Hi @cjbj , We are running a backend on Azure, which connects to an Oracle DB which we do not necessarily control, so I can't change settings on that environment.
We had an issue were Azure drops idle connections (after 4 minutes) because of their NAS infrastructure. We noticed that when this happens, the pool doesn't notice that the connection is no longer valid & it hangs on pool.getConnection(). To avoid this, we started sending pings to keep the connection alive, which solved our issue when the database is available (the poolPingInterval
didn't seem to do anything).
Now we want to fix another issue. It can happen dat the Oracle DB goes down & becomes unavailable. When this happens, the pool becomes idle again, and we thus notice the same issue that the pool doesn't notice this. When we startup the Oracle DB again after 4 minutes, the ping keeps failing while the Oracle DB is available. As a last resort we thought we should destroy the pool & create it again to fix this state (see onPingFailed callback).
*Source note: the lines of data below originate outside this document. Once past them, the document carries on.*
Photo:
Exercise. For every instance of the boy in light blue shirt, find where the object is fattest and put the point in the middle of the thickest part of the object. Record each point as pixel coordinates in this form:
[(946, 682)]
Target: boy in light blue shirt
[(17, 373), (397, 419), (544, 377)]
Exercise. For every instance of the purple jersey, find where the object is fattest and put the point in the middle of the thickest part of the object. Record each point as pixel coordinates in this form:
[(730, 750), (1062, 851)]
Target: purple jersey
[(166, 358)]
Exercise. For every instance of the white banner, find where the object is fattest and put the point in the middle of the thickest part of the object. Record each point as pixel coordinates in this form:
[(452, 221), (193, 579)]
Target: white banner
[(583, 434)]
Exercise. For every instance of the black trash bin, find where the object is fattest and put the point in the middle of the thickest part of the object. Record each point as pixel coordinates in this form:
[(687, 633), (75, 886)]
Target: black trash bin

I've double checked the await logic. When I don't call the recreatePools()
method, and throw an exception in onPingFailed callback or ping function, the exception gets handled like it should & the pinging (every 2 minutes) keeps happening.
I've temporarily setup an Oracle DB on Azure following this tutorial to debug this issue. It's currently an empty database because the only thing I need to get working is SELECT 1 FROM DUAL & have durable connections.
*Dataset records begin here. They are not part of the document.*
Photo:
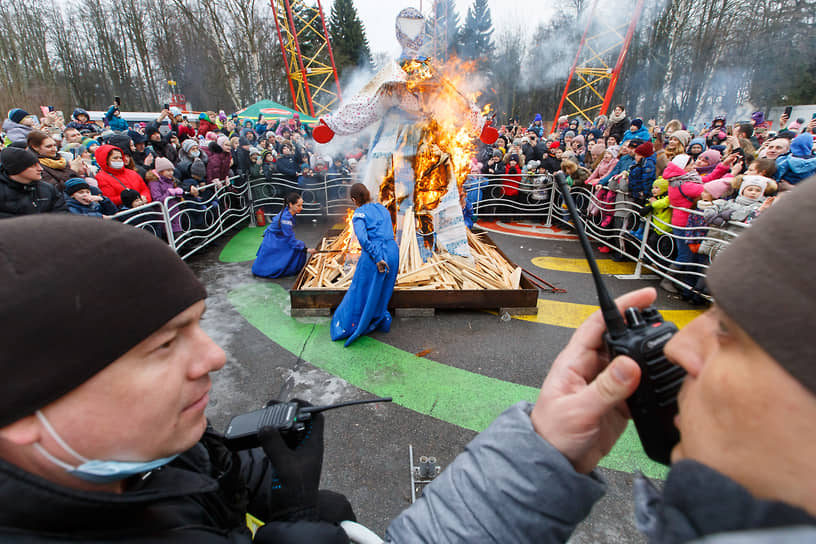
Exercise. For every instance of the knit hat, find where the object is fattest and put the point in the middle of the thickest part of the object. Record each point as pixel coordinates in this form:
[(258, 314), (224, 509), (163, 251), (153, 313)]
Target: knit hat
[(15, 159), (672, 170), (128, 196), (163, 164), (753, 181), (188, 145), (680, 160), (682, 136), (775, 313), (75, 184), (17, 115), (198, 169), (645, 149), (80, 287), (802, 145)]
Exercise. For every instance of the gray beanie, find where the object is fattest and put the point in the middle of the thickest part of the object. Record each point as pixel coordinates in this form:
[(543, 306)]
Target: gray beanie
[(80, 290), (773, 256)]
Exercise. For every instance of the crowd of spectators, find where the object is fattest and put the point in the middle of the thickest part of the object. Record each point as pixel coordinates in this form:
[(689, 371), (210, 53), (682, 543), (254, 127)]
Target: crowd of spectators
[(100, 169), (726, 173)]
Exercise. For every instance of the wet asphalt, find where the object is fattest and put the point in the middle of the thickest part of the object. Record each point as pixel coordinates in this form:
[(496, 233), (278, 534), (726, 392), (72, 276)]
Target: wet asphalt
[(366, 448)]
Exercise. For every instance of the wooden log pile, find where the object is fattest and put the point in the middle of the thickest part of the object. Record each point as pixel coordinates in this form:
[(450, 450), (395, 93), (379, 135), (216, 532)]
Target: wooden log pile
[(327, 269)]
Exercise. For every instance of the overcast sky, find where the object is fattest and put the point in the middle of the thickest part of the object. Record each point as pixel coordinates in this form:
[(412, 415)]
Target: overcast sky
[(378, 17)]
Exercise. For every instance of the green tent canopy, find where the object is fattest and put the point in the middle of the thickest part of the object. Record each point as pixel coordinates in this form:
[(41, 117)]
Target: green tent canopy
[(272, 110)]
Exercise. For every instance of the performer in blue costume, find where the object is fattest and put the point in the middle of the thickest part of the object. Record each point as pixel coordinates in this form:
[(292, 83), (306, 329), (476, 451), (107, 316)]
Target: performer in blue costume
[(365, 306), (281, 254)]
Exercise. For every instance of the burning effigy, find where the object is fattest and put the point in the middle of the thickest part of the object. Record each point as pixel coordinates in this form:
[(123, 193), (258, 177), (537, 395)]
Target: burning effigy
[(418, 159)]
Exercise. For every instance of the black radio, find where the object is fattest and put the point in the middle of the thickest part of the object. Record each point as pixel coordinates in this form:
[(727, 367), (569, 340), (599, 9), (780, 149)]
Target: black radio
[(641, 336)]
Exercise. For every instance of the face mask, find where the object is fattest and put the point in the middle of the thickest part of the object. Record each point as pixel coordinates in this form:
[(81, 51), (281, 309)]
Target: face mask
[(92, 470)]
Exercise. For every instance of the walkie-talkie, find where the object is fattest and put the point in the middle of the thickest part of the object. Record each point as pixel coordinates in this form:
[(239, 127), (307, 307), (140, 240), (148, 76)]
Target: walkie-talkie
[(287, 417), (642, 337)]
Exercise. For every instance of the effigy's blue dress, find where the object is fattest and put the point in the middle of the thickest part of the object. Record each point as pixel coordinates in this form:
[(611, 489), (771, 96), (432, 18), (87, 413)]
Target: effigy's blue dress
[(365, 306), (280, 254)]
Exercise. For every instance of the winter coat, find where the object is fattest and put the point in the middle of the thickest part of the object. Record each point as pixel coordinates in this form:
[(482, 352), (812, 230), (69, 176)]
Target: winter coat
[(800, 163), (469, 501), (683, 191), (113, 182), (58, 176), (641, 134), (25, 199), (218, 164), (115, 123), (623, 165), (641, 177), (619, 129), (76, 207), (512, 180), (15, 132), (203, 496), (604, 167)]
To reproduce the memory corruption bug, the Oracle DB doesn't even need to be available. It doesn't always show the memory corruption stacktrace. Sometimes it just keeps hanging after the creating the pool and the ping doesn't get triggered anymore.
I'm currently not using drainTime. I tried it with 0 but the result was the same. Because the Oracle DB is not reachable, there are no active connections & this parameter should not matter.
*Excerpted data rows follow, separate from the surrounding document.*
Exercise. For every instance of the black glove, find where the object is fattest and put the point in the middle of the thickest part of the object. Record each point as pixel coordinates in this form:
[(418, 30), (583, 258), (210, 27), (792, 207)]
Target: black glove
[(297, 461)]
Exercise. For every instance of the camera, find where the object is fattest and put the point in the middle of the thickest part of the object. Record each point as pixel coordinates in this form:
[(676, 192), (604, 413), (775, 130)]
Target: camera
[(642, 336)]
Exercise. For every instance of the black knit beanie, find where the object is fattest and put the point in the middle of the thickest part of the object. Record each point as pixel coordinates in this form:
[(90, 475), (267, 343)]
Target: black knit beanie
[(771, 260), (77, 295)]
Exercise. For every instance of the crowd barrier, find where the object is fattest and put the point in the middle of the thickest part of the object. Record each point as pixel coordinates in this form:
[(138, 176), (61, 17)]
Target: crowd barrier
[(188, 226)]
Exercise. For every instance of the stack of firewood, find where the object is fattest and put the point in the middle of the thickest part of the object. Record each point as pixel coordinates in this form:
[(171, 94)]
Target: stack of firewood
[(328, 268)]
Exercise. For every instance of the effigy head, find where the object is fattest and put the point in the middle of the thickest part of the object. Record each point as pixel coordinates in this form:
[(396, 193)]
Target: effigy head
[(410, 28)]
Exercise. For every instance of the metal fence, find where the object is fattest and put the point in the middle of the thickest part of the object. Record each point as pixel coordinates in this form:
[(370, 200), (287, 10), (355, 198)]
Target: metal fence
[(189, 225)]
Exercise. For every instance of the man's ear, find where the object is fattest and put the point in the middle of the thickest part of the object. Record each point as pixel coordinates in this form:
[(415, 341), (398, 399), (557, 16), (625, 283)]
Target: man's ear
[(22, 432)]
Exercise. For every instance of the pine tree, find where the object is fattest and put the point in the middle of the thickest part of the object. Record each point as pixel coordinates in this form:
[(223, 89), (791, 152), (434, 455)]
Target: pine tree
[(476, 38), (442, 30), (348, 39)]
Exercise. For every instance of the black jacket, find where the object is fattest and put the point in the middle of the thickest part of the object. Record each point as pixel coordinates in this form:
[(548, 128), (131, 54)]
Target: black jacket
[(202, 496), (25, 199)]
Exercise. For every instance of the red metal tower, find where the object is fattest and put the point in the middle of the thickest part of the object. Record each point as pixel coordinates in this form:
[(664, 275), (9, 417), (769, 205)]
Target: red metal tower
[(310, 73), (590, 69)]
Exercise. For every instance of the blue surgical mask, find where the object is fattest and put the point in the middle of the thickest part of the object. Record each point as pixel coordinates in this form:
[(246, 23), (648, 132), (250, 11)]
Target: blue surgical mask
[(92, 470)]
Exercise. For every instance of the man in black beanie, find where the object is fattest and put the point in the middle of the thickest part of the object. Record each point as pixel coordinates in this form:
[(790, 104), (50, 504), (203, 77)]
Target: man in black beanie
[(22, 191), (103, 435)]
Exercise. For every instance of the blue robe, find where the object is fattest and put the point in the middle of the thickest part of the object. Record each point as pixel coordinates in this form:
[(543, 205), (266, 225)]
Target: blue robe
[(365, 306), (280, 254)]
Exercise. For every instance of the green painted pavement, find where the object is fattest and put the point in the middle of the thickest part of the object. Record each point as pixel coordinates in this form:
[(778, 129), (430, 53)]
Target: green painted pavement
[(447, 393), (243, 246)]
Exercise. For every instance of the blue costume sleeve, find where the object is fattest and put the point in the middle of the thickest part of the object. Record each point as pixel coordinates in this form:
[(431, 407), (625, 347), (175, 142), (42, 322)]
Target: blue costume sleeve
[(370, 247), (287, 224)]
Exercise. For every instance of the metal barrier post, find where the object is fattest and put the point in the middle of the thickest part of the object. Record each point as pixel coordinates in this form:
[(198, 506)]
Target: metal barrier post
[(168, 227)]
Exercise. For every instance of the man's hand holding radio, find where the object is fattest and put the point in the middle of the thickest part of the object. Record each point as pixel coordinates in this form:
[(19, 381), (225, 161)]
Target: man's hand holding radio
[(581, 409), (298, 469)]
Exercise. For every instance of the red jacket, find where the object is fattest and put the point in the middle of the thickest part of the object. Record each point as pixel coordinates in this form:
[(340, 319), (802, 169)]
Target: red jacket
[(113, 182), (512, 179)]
@hwesley details matter! Error numbers and the like will help.
I would like to wind back to the "the pool doesn't notice that the connection is no longer valid & it hangs on pool.getConnection()." and dig more. Do you have a pstack? Can you enable Oracle client & net tracing?
What sqlnet.ora configuration do you have?
I'd be happy to take this offline (send me email) if that helps.
@hwesley My favorite setting for resolving net un-responsiveness is to add DISABLE_OOB=ON
to the sqlnet.ora (on the Node.js computer). You may also want to look at tuning TCP/IP timeouts.
Breaking news (at least to me) is that EXPIRE_TIME is usable in "client" (aka Node.js computer) sqlnet.ora files as of at least 18c client for the C library stack, as used by node-oracledb. This is for 'dead server' detection. When used in a DB server sqlnet.ora it performs 'dead client' detection. I will get the Oracle Net doc updated.
Anyway, along with this, and other options mentioned in the previous node-oracledb doc link, you have some options to experiment with. They may or may not help your current situation but should give you a better high availability experience overall.
Hi @cjbj, Thanks for your input! I currently don't have a sqlnet.ora configuration file, so it looks like there are some settings I didn't try yet, so i'll experiment and try to avoid recreating the pool!
I experimented with the TCP/IP keep alive flags a few months ago:
net.ipv4.tcp_keepalive_intvl: '20'
net.ipv4.tcp_keepalive_probes: '5'
net.ipv4.tcp_keepalive_time: '60'
But I remember it didn't work, they were not being sent. I suppose I need to have a sqlnet.ora file with EXPIRE_TIME to have this working? If I understand correctly the EXPIRE_TIME will override the tcp keep alive settings?
I understand that EXPIRE_TIME does supersede using ENABLE=BROKEN in the connect string and fiddling the machine TCP timeouts (https://www.oracle.com/pls/topic/lookup?ctx=dblatest&id=GUID-7A18022A-E40D-4880-B3CE-7EE9864756CA)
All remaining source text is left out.